E. Painful menstrual periods; itching, burning sensations around the vaginal opening.

A. There is no “one” treatment—treatment is geared toward relieving symptoms.
B. Monitor medications.

  • Analgesics: Lyrica (pregabalin) has been shown to reduce pain and improve sleep for up to 6 months; Tylenol (acetaminophen); Ultram (tramadol)—stronger analgesic than acetaminophen, rarely as addictive as narcotics; NSAIDs—often used for pain relief rather than for their anti-inflammatory effects (ASA, Advil, Aleve).
  • Tricyclic antidepressants.
    a. Work by raising the levels of norepinephrine in the brain.
    b. Given in doses lower than required for antidepressant effects—drugs can improve the quality of sleep.
  • 3. Selective serotonin reuptake inhibitors (SSRIs).
    a. Increase amount of serotonin in brain, reducing fatigue and possibly pain.
    b. Often prescribed in combination with a tricyclic antidepressant.
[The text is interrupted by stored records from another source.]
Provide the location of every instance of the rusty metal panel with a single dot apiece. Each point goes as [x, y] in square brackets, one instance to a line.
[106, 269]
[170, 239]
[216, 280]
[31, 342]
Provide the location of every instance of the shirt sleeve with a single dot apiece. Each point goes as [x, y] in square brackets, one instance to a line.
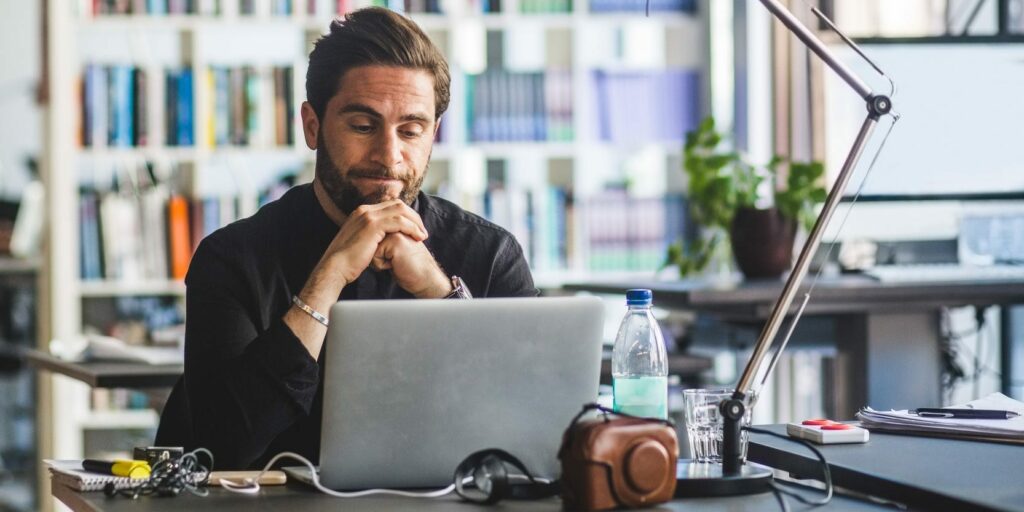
[510, 275]
[246, 383]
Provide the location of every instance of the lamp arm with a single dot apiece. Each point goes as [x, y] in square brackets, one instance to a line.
[814, 44]
[734, 409]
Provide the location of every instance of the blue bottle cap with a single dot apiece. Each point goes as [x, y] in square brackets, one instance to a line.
[638, 297]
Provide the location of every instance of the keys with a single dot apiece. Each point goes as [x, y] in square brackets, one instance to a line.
[821, 431]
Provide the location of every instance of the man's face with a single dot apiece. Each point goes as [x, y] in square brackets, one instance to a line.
[374, 140]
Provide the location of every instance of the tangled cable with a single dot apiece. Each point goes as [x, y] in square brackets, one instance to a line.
[170, 476]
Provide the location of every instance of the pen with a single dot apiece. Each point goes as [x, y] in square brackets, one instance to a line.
[966, 414]
[131, 469]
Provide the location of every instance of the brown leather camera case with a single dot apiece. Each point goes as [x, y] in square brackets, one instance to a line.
[612, 462]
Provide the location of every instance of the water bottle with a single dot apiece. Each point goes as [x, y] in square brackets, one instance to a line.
[639, 363]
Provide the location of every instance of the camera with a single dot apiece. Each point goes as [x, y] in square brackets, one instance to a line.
[617, 460]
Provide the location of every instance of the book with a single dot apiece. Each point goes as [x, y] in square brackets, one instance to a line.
[71, 473]
[909, 423]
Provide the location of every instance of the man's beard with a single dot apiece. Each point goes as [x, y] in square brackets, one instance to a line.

C. Nutrition, vitamin and mineral supplements: limit caffeine, sugar, and alcohol—muscle irritants.
D. Exercise—eases the symptoms of fibromyalgia. Ongoing rehabilitation program maximizes outcomes.
E. Coping skills—techniques to help ease tension, anxiety, and pain.
F. Complementary therapies—massage, movement therapies (such as Pilates), chiropractic manipulations and acupuncture, among others.